My eye was caught by several graphic works on paper that were hanging on the walls - runes that had been roughly drawn with either a broad brush or a paw. They reminded me a bit of Chinese calligraphy - the crudest and most expressive examples. Hanging between two of these runes there was a branch of mistletoe - I learned that from the caption on the wall: to look at, it was simply a dry, pointed stick.

  The design on the carpet was curious, it showed a battle between lions and wolves - it looked like a copy of a Roman mosaic. The books on the only bookshelf were mostly massive illustrated editions (The Splendour of Rome, The New Revised History of the Russian Soul, The Origin of Species and Homosexuality and other, simpler titles about cars and guns).

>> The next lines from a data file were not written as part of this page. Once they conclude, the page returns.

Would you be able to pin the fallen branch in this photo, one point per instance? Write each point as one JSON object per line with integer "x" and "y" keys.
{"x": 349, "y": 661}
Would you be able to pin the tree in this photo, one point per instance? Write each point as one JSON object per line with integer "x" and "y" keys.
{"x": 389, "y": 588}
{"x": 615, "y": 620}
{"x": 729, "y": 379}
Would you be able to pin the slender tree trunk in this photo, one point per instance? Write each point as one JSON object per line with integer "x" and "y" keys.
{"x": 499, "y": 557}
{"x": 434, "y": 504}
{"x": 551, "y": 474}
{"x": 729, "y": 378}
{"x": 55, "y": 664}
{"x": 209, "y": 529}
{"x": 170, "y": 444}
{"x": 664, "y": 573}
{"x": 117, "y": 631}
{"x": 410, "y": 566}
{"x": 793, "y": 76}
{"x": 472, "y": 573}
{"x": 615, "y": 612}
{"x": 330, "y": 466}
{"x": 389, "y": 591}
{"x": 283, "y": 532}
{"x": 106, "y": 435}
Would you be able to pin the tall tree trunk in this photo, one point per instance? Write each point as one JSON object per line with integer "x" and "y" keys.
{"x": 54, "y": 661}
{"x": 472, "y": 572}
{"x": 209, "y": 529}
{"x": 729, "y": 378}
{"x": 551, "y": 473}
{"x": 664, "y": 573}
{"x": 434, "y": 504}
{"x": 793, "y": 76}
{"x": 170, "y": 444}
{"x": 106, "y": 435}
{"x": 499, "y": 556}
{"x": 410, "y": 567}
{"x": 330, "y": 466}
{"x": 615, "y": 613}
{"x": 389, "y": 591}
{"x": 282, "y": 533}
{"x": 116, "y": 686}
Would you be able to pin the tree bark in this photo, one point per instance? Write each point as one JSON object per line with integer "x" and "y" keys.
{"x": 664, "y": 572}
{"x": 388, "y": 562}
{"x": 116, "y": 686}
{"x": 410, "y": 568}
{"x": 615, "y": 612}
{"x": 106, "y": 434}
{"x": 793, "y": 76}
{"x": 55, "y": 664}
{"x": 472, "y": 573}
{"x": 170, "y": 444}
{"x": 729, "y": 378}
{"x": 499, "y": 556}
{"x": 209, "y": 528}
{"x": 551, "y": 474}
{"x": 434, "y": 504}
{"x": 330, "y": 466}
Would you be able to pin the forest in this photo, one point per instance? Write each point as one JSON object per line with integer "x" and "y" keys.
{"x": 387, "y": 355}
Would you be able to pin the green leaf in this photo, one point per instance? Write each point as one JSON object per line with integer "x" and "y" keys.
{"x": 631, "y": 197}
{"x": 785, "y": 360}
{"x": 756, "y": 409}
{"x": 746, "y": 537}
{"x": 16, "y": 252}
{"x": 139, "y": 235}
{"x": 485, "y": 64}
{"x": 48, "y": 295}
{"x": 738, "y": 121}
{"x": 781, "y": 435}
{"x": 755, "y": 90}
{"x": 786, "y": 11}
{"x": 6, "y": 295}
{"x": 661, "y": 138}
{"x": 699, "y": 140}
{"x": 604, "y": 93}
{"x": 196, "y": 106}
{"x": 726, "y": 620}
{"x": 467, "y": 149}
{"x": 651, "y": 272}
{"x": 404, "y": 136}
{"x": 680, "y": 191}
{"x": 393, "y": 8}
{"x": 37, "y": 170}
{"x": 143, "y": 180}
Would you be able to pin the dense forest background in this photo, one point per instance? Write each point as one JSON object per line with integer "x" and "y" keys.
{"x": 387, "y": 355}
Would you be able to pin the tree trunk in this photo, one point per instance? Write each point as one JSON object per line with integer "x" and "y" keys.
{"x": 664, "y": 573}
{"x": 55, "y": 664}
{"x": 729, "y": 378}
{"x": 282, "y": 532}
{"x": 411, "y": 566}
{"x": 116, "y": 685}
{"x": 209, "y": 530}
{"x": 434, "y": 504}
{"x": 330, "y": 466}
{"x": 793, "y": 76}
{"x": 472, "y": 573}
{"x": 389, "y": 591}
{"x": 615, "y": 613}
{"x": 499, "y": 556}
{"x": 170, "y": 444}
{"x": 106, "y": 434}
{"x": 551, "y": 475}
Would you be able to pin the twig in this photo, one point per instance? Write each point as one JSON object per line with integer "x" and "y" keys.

But then, I knew that the books on shelves like that had nothing to do with the taste of their owners, because they were chosen by the interior designers.

  Having concluded my inspection, I went across to the glass door on to the roof. The view from there was beautiful. Down below were the dark pits of pre-Revolutionary courtyards improved by restoration work. Towering up above them were a few new buildings of the phallic architecture - an attempt had been made to insert them smoothly and gently into the historical landscape, and the result was that they looked as if they were smeared with some kind of personal lubricant. After them came the Kremlin, proudly thrusting up to the clouds its ancient dicks with the gold balls sewn into their tops.

  This damned job, I thought, it’s terrible how badly it’s perverted my perception of the world. But then, has it really perverted it all that much? It’s all the same to us foxes - we pass through life and barely touch it, like a light shower of rain in Asia. But to be a human being here is hard. Take one step away from the secret national gestalt, and this country will screw you over. A theorem that has been proved by every life followed through to the end, no matter how many glamorous coverlets you spread over the daily festival of life. I should know, I’ve seen plenty of it. Why? I have my own suspicions, but I won’t go into the subject. People probably aren’t simply born here by chance, it’s no accident . . . And no one is able to help anyone else. Could that be the reason why Moscow sunsets always make me feel so sad?